/3DChromatin_ReplicateQC

Software to compute reproducibility and quality scores for Hi-C data

Primary LanguagePythonMIT LicenseMIT

3DChromatin_ReplicateQC

Welcome! This repository will allow you to measure the quality and reproducibility of 3D genome data. It computes the following:

Quality scores per sample using

Reproducibility for pairs of samples using

ScreenShot

Installation

  1. Make sure you have R>=3.4.0 (needed for HiCRep).

  2. Install Anaconda2, which contains python as well as a set of commonly used packages. 3DChromatin_ReplicateQC is compatible with Python 2.

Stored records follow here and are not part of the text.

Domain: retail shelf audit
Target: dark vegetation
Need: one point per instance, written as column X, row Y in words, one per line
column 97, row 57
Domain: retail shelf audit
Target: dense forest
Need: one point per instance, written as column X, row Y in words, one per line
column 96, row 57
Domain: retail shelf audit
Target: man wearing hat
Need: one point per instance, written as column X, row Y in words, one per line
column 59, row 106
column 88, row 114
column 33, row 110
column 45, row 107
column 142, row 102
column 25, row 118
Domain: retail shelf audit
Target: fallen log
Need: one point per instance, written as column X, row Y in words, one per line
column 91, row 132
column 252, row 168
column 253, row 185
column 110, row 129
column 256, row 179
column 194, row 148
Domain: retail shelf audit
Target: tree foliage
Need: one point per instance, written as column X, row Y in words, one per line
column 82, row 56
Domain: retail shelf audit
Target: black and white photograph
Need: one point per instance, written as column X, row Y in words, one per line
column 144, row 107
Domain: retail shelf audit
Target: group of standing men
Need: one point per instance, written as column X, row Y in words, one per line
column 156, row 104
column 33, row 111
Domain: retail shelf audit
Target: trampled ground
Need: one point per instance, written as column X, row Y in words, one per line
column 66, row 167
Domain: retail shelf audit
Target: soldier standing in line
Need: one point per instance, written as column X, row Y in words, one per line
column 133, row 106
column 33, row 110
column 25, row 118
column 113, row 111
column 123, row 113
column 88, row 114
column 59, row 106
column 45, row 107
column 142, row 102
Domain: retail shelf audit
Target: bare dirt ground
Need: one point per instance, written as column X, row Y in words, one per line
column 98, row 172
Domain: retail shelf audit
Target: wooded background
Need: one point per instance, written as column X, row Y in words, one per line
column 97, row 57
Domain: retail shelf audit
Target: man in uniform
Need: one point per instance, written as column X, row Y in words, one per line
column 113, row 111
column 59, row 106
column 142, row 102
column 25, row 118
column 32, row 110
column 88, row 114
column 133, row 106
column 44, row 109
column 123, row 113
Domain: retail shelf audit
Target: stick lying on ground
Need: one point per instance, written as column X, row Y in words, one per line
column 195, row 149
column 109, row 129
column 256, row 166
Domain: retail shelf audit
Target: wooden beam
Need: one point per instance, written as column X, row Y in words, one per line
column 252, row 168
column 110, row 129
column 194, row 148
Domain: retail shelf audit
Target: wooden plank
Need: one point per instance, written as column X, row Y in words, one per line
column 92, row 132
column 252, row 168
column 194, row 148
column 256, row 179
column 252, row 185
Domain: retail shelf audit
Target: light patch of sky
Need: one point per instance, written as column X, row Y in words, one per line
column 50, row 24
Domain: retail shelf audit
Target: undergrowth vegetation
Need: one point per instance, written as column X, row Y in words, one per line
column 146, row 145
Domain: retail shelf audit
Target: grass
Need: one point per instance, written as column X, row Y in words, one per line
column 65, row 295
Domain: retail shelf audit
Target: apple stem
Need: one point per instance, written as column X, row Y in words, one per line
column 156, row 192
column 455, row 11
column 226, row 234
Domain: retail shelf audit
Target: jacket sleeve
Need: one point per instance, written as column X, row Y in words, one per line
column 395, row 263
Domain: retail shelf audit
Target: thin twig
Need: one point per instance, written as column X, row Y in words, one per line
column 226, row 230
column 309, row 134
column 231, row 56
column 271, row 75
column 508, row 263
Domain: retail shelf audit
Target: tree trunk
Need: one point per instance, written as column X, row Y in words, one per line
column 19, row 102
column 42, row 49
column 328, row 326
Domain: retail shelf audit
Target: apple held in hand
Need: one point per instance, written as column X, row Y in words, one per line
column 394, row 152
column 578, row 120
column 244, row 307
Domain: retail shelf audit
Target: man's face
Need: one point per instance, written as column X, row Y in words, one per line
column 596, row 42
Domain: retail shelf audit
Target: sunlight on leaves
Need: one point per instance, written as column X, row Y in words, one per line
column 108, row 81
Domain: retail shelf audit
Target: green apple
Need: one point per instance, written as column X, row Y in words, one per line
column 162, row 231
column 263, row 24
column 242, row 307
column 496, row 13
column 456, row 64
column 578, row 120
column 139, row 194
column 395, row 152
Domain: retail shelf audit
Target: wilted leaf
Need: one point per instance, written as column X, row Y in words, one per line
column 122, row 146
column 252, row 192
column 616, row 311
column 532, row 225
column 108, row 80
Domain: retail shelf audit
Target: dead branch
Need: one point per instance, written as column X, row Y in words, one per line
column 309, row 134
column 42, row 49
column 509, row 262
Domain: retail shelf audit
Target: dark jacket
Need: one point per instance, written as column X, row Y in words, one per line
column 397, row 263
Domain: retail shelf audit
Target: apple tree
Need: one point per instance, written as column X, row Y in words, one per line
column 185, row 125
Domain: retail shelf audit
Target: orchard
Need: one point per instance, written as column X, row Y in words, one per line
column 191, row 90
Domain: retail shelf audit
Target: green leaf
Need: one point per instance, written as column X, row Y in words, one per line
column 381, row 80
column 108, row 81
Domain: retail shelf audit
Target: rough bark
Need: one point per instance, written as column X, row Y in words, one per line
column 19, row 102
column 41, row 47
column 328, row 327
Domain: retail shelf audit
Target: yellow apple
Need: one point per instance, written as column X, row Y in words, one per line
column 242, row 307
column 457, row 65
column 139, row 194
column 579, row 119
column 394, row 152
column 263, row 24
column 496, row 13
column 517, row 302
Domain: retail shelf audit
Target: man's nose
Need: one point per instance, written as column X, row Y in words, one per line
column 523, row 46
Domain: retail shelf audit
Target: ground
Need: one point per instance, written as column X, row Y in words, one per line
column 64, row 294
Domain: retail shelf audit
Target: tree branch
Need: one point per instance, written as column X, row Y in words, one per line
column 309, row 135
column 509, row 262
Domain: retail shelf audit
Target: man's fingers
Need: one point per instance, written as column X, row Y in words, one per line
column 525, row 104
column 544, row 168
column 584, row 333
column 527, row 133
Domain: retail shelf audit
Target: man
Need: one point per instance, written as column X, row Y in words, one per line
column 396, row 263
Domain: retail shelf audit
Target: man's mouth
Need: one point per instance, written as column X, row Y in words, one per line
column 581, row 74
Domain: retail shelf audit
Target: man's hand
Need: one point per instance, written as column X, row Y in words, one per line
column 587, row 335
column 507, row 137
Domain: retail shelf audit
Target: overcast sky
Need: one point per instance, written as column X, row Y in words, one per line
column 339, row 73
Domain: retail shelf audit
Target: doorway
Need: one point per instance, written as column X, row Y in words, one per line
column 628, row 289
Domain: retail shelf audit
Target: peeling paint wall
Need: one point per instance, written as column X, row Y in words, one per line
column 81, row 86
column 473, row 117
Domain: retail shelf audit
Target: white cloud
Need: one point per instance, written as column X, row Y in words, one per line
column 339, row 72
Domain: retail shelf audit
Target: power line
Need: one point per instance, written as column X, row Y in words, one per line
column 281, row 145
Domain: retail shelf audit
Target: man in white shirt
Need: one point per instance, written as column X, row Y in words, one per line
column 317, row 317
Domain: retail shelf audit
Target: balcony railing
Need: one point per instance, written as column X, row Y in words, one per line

  3. First clone the repository:

git clone http://github.com/kundajelab/3DChromatin_ReplicateQC

Then, run the following installation command:

3DChromatin_ReplicateQC/install_scripts/install_3DChromatin_ReplicateQC.sh

Note if you are installing locally: There are a few parameters you can provide to the installation script, to point it to your desired python installation (where you installed anaconda, e.g. /home/anaconda/bin/python), R installation, R library and modules. Thus, you can run the above as described in the following example.

Assume the following:

  • path to your anaconda installation of python is /home/my_anaconda2/bin/python
  • path to your R installation is /home/my_R/bin/R
  • path to your R libraries is /home/my_R_libraries
  • you wish to load any modules that could be loaded as module load <module name>

Then, your installation commands would look as below:

3DChromatin_ReplicateQC/install_scripts/install_3DChromatin_ReplicateQC.sh --pathtopython /home/my_anaconda2/bin/python --pathtor /home/my_R/bin/R --rlib /home/my_R_libraries --modules module1,module2` 

Note that to call 3DChromatin_ReplicateQC you will need to use the full path to it, which will be in the example above /home/my_anaconda2/bin/3DChromatin_ReplicateQC, rather than simply 3DChromatin_ReplicateQC.

Quick start

Say you want to compare 2 contact maps. For this example, we will use a subset of datasets from Rao et al., 2014. First, configure the files used in the example:

3DChromatin_ReplicateQC/examples/configure_example.sh

Then run all methods (both QC and reproducibility as follows):

cd 3DChromatin_ReplicateQC
3DChromatin_ReplicateQC run_all --metadata_samples examples/metadata.samples --metadata_pairs examples/metadata.pairs --bins examples/Bins.w50000.bed.gz --outdir examples/output 

Output

The scores are summarized in the output directory under scores/.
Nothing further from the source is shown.